業界関係者が「水族館において、生き物を飼育することの意義とは何なのか?」という疑問に対して、いよいよ真剣に向き合わなければならなくなる時代が来るでしょう。

イベント開催のきっかけ

今回このイベントを開催しようと考えた一番のきっかけが、大学院の授業で「水族館のデジタル化」を真剣に考えたことです。以前から、技術の進歩によって近い将来に、「水族館と同等の教育効果を持つコンテンツを、生き物の飼育なしに実現できるのではないか?」と疑問を持っていました。授業でこの疑問への回答に取り組んだことで、いよいよ水族館の存在に対する危機感が高まりました。

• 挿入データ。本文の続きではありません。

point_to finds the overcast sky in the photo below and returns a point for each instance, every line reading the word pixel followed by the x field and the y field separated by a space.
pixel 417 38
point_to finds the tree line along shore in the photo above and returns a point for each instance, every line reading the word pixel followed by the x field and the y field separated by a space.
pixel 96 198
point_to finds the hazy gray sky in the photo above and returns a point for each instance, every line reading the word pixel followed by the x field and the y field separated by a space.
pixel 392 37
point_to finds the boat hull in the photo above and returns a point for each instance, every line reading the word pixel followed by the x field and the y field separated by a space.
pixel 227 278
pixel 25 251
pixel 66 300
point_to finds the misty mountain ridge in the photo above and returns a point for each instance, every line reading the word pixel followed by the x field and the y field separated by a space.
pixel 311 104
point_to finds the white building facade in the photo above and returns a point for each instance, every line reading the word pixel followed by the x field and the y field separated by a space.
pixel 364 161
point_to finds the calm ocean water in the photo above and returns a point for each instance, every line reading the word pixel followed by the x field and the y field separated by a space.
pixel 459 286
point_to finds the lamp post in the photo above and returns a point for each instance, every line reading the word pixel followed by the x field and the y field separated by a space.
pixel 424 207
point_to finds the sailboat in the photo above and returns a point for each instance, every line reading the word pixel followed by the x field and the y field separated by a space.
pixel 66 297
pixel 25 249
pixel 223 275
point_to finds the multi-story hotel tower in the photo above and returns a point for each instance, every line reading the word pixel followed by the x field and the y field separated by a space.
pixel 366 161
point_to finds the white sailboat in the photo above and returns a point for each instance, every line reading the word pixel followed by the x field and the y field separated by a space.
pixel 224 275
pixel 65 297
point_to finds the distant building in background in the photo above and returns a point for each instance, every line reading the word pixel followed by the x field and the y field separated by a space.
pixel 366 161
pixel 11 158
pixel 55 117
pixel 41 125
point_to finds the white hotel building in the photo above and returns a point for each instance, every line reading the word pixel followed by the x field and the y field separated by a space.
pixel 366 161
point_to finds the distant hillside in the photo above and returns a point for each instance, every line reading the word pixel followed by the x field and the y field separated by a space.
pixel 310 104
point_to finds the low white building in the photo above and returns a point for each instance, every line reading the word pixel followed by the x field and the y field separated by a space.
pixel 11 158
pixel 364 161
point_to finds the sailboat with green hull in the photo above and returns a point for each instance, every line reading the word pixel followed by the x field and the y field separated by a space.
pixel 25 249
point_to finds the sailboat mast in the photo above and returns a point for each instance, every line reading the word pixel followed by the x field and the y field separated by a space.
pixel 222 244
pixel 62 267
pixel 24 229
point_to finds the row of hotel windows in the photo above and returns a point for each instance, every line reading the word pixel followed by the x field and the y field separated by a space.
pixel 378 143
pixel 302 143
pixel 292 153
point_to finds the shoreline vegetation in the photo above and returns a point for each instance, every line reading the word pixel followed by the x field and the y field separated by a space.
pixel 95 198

私自身がこの疑問を抱いたのは2018年のことでした。当時は所属する水族館ボランティア団体のコミュニティマネジメントについて真剣に悩んでいた時期で、「団体が今後も活動を継続していくために必要な要素」を探っていた時でした。結局のところそれは「自然や生き物とのつながりをいつまでも感じられる社会」の実現です。団体の存続のためには、葛西臨海水族園自体の存続が必要。そのためには水族館業界全体の存続、ひいては人々が水族館に対する存在意義を認めている社会が必要となります。それはすなわち水族館が自然や生き物とのつながりを感じるゲートウェイとしての役割を果たしている状態です。

しかし、この論理は「水族館というプロダクトありき」で考えている偏ったものです。水族館に代わる別のコンテンツが、自然や生き物とのつながりを感じるゲートウェイを実現できるのならば、わざわざ水族館で生きた生き物を自然から奪い取って展示する必要はない訳です。

バーチャル水族館の誕生

そう思って調べると、そのポテンシャルを持ったコンテンツが2017年にオープンしていたことに驚きました。しかも世界の中心地である、ニューヨークのタイムズスクエアという繁華街に現れたことに、その可能性を感じたものです。

ちょうどその年に迎えた、30歳の誕生日に、ニューヨーク水族館の訪問に併せて実際にそのコンテンツを体験したことで、私の人生において「真剣にこの疑問へ立ち向かっていく」ことへの決意を持たせました。

残念ながらこの8月に、そのコンテンツ “National Geographic Encounter” は閉業してしまいました。確かに、コンテンツの内容としては、まだまだ水族館の代替コンテンツとしては程遠かったかもしれませんが、しかし実際の生き物の展示なしに、自然や生き物へのゲートウェイとしての役割を果たそうと挑戦した姿勢は、将来的に既存の水族館業界を脅かすだろうと確信しました。

2020年の日本で

あれから2年、現在の私は縁あってNGOのキャリアデザイン事業において、動物園・水族館の職員を志す学生に向き合っています。「学生の夢を諦めさせない」という強い信念の下で行われているこの事業において、私は業界におけるどんな難しい問題であれ、学生へ真剣に問いかけていかなければなりません。もちろんその問題は自分自身にも返ってきます。

2年間で、第4次産業革命における技術進歩のインパクトがより鮮明になりました。そしてコロナ禍によって、自然環境を再現するために投入しているコストの回収に苦しむ水族館が、世界的に続出しています。にもかかわらず、2020年も日本では多くの水族館が新規開業や展示のリニューアルを行いました。

これから、水族館業界がいよいよ試されていくでしょう。私を含め、水族館産業に関わるY世代・Z世代は、それまでの世代よりもさらに真剣に、その存在意義へと向き合う必要があります。未来の水族館には何が求められ何が提供できるのか、そのための示唆を与えられるイベントを作りたいと思います。